Book Review: The Night Watch

A few years ago, Sergei Lukyanenko's novel The Night Watch was made into a movie. As I watched the movie, I found myself thinking "This would be a lot better if they took any time to explain anything. Maybe the book is better."

A few months ago, I found said book at the used bookstore and decided to find out if it was any better. The answer was a definite "yes," though it's still not without its flaws. I found it to be a really interesting read. Moscow is a new and different setting for me, the writing was evocative, and the cast of Light and Dark agents are interesting.

If there's one big problem with The Night Watch, it's that it is marketed as a horror novel, and it fails to live up to this expectation. It takes more than vampires to make horror. Horror needs to be scary, eerie, or intense. There's a lot of darkness in the world of the Watches, but the pacing of the book keeps it from being scary. Everything feels a little too casual. The main character is already pretty well-steeped in the supernatural world. Sure, he's moving from a desk job to being a field agent, but he has enough knowledge that he faces the challenges ahead of him without too much fear of the unknown.
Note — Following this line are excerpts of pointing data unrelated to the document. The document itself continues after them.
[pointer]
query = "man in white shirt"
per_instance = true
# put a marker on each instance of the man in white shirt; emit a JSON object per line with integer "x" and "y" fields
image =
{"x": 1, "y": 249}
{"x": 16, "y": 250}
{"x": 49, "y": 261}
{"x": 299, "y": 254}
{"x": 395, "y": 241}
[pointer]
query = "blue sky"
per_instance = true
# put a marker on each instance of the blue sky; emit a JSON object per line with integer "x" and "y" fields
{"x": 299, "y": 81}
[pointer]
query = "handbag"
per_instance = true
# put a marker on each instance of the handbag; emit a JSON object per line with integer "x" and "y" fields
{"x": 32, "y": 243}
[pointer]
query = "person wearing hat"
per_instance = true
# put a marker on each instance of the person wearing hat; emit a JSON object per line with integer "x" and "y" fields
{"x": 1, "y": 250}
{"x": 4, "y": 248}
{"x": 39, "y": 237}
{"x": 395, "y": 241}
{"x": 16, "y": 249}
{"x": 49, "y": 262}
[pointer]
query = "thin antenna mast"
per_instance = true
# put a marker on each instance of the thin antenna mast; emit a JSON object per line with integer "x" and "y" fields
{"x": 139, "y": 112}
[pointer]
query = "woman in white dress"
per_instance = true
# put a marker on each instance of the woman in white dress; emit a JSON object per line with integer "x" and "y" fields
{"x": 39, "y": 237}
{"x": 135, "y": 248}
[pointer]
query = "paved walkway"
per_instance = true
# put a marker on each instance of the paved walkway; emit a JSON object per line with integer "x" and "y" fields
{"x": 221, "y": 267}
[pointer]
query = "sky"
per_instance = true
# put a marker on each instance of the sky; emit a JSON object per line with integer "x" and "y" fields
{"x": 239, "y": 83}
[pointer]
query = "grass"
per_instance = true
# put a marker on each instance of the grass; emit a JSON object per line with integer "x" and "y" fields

While I read this book, I was turning the pages out of curiosity over the story, rather than any sense of urgency. This lack of intensity causes me to feel that it's much more effective as a dark, brooding, but introspective fantasy, rather than a true horror.

There are some major differences between the book and the movie -- the movie starts out with the main character going to a Dark sorceress for a magical abortion on his cheating wife. This never happens in the book. The first third of the book does otherwise mostly follow the movie's plot, but without some of the subplots, and with some differences in character and plot resolution. The rest of the novel consists of two other stories (both like short, interconnected novels of their own) which continue the main plot thread while introducing secondary plots that move it along. The third story even allows us to see how the Light agents act on their rare days off, which was fun.

The Night Watch is the first of a four-book series, and I intend to work my way through the rest, assuming they don't take a steep nosedive in quality.